Part 1A The Student

            The man on stage for the past hour could be Santa Claus in a well worn bespok three-piece suit. Not the Dutch Saint Nicholas or Sinterklaas, but rather another bastardization of the icon Coca-Cola shoved down our throats in the 1930s along with so much acrid brown sweet juice. Bushy white beard and flushed cheeks to boot, he stands center stage rocking steadily on his heels, signature pot belly jutting forward as counterbalance, and without making eye contact begins to illustrate to the pay-for-play crowd in the nearly empty auditorium – this table. An endless table stretching far out of sight. Infinite, is the word he uses. A table with you at the head. And placed in heaping piles across the tabletop is an endless bounty: meats and cheeses and wine and desserts culled from every corner of the globe. Locally sourced, he adds.
This gets a round of applause.
And again he says at the head of the table, you. He pauses. Then restates for a third time, you and you alone. At this point it’s clear he’s lost the crowd. He takes a shallow breath and adds, you could never have your fill. Even if you were able to invite your family, your friends, everyone you have ever known or could ever possibly know, still, the food would be limitless.
The audience might be paying attention.
He continues, but this particular feast is prepared and served solely for your consumption. Your personal enjoyment. He hooks a thumb in his vest and scratches his beard. Are you expected to lick your plates clean? He asks. No. Of course not. If you did pretty soon you would all be large as me.

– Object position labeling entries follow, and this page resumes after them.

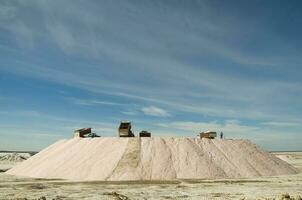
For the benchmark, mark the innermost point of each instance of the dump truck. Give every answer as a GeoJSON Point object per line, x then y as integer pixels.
{"type": "Point", "coordinates": [208, 134]}
{"type": "Point", "coordinates": [124, 129]}
{"type": "Point", "coordinates": [144, 134]}
{"type": "Point", "coordinates": [82, 132]}
{"type": "Point", "coordinates": [85, 132]}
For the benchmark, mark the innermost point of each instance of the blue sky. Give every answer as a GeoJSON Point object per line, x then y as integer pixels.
{"type": "Point", "coordinates": [172, 67]}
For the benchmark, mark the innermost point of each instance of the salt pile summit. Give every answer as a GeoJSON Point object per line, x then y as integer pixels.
{"type": "Point", "coordinates": [151, 158]}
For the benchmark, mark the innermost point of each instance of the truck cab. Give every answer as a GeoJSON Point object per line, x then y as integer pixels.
{"type": "Point", "coordinates": [124, 129]}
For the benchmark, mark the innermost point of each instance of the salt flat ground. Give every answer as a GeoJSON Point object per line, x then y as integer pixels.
{"type": "Point", "coordinates": [12, 187]}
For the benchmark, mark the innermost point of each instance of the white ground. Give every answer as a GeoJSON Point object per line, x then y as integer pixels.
{"type": "Point", "coordinates": [12, 187]}
{"type": "Point", "coordinates": [164, 159]}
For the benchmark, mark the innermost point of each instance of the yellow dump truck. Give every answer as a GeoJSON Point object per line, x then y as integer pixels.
{"type": "Point", "coordinates": [82, 132]}
{"type": "Point", "coordinates": [144, 134]}
{"type": "Point", "coordinates": [208, 134]}
{"type": "Point", "coordinates": [124, 129]}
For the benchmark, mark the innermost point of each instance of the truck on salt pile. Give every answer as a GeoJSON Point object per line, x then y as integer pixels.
{"type": "Point", "coordinates": [208, 134]}
{"type": "Point", "coordinates": [84, 132]}
{"type": "Point", "coordinates": [144, 134]}
{"type": "Point", "coordinates": [124, 129]}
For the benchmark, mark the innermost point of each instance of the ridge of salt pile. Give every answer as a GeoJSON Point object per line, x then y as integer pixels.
{"type": "Point", "coordinates": [138, 159]}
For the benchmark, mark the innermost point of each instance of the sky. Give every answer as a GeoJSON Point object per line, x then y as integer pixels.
{"type": "Point", "coordinates": [172, 67]}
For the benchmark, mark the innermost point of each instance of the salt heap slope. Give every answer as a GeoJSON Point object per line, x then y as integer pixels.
{"type": "Point", "coordinates": [126, 159]}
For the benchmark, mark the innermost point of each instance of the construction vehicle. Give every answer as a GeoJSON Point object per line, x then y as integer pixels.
{"type": "Point", "coordinates": [144, 134]}
{"type": "Point", "coordinates": [208, 134]}
{"type": "Point", "coordinates": [124, 129]}
{"type": "Point", "coordinates": [84, 132]}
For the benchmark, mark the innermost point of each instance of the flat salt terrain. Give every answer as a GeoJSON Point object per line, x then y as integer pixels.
{"type": "Point", "coordinates": [12, 187]}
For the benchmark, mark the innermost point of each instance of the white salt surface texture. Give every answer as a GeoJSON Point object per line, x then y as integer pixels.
{"type": "Point", "coordinates": [144, 159]}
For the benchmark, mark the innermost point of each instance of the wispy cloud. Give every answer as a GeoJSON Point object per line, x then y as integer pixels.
{"type": "Point", "coordinates": [281, 124]}
{"type": "Point", "coordinates": [89, 102]}
{"type": "Point", "coordinates": [155, 111]}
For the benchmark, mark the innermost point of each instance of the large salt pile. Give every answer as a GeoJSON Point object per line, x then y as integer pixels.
{"type": "Point", "coordinates": [116, 159]}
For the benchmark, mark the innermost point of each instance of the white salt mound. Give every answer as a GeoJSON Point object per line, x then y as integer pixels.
{"type": "Point", "coordinates": [126, 159]}
{"type": "Point", "coordinates": [13, 157]}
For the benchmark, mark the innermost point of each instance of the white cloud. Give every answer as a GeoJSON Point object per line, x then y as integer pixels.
{"type": "Point", "coordinates": [155, 111]}
{"type": "Point", "coordinates": [91, 102]}
{"type": "Point", "coordinates": [286, 124]}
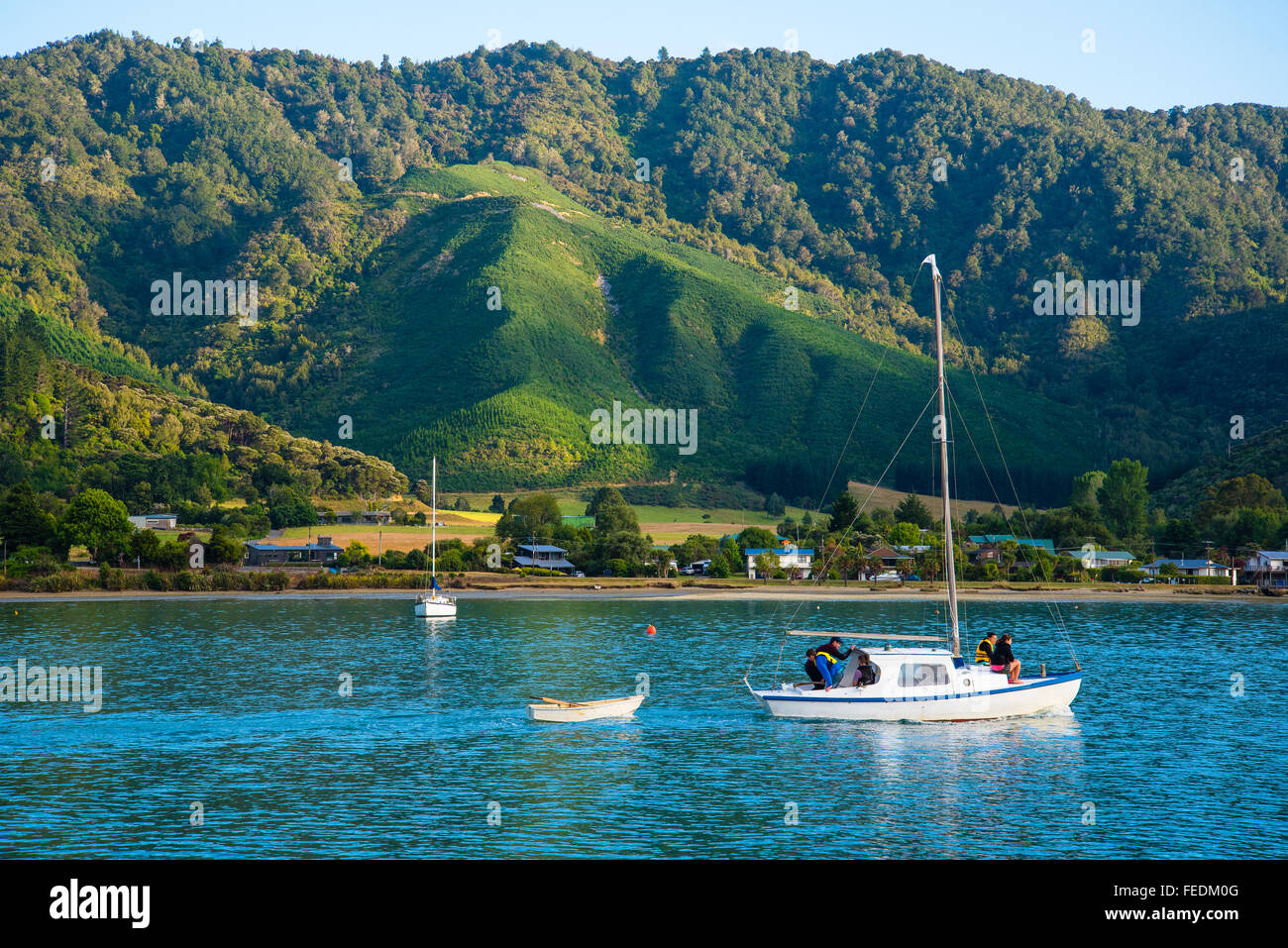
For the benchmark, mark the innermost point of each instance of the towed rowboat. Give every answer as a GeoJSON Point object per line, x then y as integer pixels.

Again the audience applauds.
Whether Santa feels the applause are for his unfortunate girth, or the lack of theirs, is unclear. He digests this feeling. If you intend to consume the food, he goes on, then you simply do not understand the fundamentals of high finance. The Wall Street mindset. For in sole financial markets, excess is the game. The only game in town. From this vantage point, one must consider this: can you eat a number?
Santa holds on this tidbit, finds his fulcrum and stops swaying to the beat of his own stealthy diatribe and finally takes a look at the silent and expecting faces. He inhales, filling his chest with all the room’s air, then exhales the co2 waste and adds that if anyone can not accept the underlying flaw in this logic, they should immediately head towards the nearest exit.
Nobody stands.
Rocking again, Santa – with a salad of both professional and academic accolades before his name: PhD, COO of so many think tanks, honorary degrees, publishing credits from the 60’s through the 90s – offers the spectators catharsis, if you do not believe you deserve all the food in the world, then you fundamentally do not believe you should be rich. I do not mean well-to-do, but the owner of obscene wealth. This is what is meant by billionaire. This is what constitutes the one-percent. A pregnant pause, and then he asks for a show of hands. Who believes that they are entitled to everything they need?
All hands up.
He modifies the question, everything they want?
One hand goes down.
He adds, and whose needs and wants are endless?
Several hands waver.
Santa looks over his shoulder for a chair, or maybe the sleigh to rest his weary frame. There is nothing on the sparse stage. His disappointment is clearly written across lips nestled behind that well combed beard. Whether this disappointment is for the lack of a resting perch, or the eerily greedy crowd, is unclear. Someone off stage catches Santa’s eyes, sends a signal. A last thought is half-heartedly delivered through a heavy footed exit, stage left, and in short breaths which remind everyone he is likely on his last legs. He invites the room of plaid shirts and hoodies to consider attending the follow-up lecture series held later this week at a crosstown public meeting house in Oakland. No fee. Gratis. As the rents are still cheaper, for the moment, across the Bay. The topic is sustainable economics and community. Not so sexy, he realizes, so he adds the focus will be on philanthropic investing. And with these parting words, like a well toured rock star, he aims to leave them wanting more. But he already knows this crowd, this generation, will never get everything they want.